A boy and his dog

Oct 8, 2008 at 4:48 pm

When discussing criticism among bewilderingly interested acquaintances and passersby, I like to make an example of the (imaginary) movie critic whose top 10 includes "Benji," "Lassie Come Home," "Air Bud," "Old Yeller" and "The Mask" (which features a delightfully twisted sequence where Jim Carrey's cute little fox terrier sticks his face into the titular artifact and turns into a demonic live-action cartoon). 

With such a list, it is quickly apparent that such a critic might be best suited for a job writing movie reviews for Dog Fancy, if that publication actually had such a position available. Thus, a rave review for the admittedly great "No Country for Old Men" (which features a scary scene in which a pit bull chases Josh Brolin across a bleak desert landscape) might be rendered hopelessly untrustworthy for the general public. 

Like the comic book guy on "The Simpsons," I realized long ago that I had wasted my life … reading comic books, watching movies, listening to music. I developed a panoply of pop culture addictions that could only be temporarily staved by the constant discovery of new highs: a gripping new record that demanded repeated listens, a film with ground-breaking special effects or compelling observations about contemporary American life, a graphic novel with mind-boggling new approaches toward storytelling.

It was a path that I had originally taken in order to find community; after growing up watching television every day after school, I found friends who enjoyed pop music. After getting caught in a conversation about a band I hadn't heard (The Clash!), I redoubled my effort to hear as much music as possible in order to keep up. Thereafter, a handful of experiences sparked my passion, and I was hooked. Now, for better or worse, I have arrived at a place where my addiction can hardly be satisfied.

I fear that my experience is pointing toward a position that might require a denial of the value of these cultural experiences, that I must nullify my encyclopedic knowledge of Hollywood from the 1890s through today, the history of advances in sound technology and the merging of musical styles over the last 100 years, the evolution of the modern printing processes and the ways that these have changed the market for pulp entertainment and men's magazines. Perhaps I should use my meager advocacy skills to encourage the rest of you to find something better to do with your time and money.

Anyone with half a brain would be looking for ways to understand the current state of economic affairs and developing a strategy for improving their position in advance of retirement. Unfortunately, I find the world of finance and real estate spirit-nullifying. Worse, it seems to be rigged, and the only way to win is to make friends with somebody who has already pierced the veil of deception and join the party on the dark side.

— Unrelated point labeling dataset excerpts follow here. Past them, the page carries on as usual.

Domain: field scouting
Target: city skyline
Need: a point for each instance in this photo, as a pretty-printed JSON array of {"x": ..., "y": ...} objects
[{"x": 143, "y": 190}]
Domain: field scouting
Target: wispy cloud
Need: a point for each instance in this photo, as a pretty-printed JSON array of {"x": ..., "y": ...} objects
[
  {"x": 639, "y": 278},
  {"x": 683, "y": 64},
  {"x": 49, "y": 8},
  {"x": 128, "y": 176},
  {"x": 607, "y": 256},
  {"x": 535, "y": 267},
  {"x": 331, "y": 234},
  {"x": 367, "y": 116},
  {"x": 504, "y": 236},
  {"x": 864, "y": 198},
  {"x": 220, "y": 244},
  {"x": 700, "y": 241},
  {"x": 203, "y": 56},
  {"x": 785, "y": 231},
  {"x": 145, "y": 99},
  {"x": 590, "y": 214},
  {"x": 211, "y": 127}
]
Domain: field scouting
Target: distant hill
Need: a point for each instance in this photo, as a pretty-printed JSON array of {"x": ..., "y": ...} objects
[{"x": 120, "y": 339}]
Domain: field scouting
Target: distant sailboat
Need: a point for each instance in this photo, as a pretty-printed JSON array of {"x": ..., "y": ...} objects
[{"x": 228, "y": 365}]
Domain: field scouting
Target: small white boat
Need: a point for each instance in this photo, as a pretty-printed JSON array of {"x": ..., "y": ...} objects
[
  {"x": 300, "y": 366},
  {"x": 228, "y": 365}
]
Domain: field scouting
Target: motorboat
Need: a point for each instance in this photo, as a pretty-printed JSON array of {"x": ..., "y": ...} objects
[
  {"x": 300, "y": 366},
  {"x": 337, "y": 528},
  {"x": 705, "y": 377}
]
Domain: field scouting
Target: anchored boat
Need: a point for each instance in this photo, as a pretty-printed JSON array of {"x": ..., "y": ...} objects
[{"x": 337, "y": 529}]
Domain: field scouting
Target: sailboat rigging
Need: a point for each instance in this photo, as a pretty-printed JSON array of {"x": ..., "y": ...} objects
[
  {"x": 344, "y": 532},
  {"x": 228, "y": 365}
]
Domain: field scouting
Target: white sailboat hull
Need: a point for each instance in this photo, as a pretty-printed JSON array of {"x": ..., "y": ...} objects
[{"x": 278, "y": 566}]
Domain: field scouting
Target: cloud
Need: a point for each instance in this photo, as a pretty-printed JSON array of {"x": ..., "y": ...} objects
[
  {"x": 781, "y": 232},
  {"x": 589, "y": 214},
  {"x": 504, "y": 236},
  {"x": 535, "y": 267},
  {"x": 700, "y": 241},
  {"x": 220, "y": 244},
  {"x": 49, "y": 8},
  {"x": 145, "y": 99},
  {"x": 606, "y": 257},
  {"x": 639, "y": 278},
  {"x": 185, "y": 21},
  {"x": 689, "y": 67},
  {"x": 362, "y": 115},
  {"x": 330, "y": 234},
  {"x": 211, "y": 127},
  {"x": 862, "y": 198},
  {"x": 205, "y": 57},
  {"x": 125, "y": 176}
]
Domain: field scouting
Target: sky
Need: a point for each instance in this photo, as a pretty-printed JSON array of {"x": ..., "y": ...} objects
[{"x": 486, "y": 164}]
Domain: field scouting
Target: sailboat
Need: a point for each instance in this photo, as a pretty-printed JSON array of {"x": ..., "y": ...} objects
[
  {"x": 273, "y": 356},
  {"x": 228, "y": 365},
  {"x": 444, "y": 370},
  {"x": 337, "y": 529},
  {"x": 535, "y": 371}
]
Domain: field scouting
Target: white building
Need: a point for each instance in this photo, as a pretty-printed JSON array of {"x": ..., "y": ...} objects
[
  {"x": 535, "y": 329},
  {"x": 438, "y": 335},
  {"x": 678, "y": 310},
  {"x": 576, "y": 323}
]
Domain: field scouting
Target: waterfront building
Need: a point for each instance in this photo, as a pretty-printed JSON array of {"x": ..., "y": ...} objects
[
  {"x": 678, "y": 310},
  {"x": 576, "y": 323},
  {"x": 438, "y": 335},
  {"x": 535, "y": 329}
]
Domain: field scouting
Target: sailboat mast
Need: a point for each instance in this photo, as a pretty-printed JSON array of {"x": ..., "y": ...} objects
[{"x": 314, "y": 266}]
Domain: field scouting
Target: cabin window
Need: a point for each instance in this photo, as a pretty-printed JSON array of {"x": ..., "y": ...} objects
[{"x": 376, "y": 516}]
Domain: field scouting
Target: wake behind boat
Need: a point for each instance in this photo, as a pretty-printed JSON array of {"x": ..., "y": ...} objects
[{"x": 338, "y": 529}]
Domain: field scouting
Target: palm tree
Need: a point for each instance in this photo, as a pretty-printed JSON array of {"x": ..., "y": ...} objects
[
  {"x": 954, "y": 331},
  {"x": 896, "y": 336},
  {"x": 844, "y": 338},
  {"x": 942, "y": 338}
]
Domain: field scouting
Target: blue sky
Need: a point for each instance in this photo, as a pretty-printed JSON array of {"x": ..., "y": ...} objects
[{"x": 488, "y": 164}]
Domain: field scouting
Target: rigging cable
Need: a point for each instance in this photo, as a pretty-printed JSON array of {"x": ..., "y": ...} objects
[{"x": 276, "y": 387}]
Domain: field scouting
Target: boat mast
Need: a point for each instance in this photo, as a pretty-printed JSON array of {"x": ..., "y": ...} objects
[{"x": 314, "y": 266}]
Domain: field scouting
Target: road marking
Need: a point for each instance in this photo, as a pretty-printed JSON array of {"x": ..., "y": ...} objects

It makes me think of an episode of "Leave It to Beaver" called "The Big Fish Count" (Season 4, episode 21, originally aired Feb. 18, 1961, not yet on DVD), in which Beaver enters a goldfish-counting contest at the local pet store in order to win a puppy. His plans are complicated, however, when Eddie Haskell, who works at the pet store, lets some of his friends know how many fish are in the big tank. By the time the contest is over, every single entrant has "guessed" the correct number … everyone, that is, except Beaver, who has stood by his original guess even after receiving the inside information. 

I can't remember exactly how the episode ends, who gets the puppy or what exact lesson Beaver is left with, but it seems like it must have had something to do with integrity. I imagine Beaver was satisfied that he played by the rules, even if it meant that he didn't get his puppy — because winning isn't worth playing dirty. 

There's a lot to be said for (and against) the morality tales that defined network television between the mid-'50s and the '60s, but lately it seems like the cheaters have been winning. And I keep buying the story about following the rules. 

For further investigation: "They Only Kill Their Masters," (1972, dir. James Gladstone, feat. James Garner, Katherine Ross, Harry Guardino, Hal Holbrook, June Allyson, Tom Ewell, Peter Lawford, Edmund O'Brien, Ann Rutherford and a Doberman pinscher named Murphy).

And: "Nature: Dogs that Changed the World" (2008, two-part documentary, airing this week on PBS or online at www.pbs.org).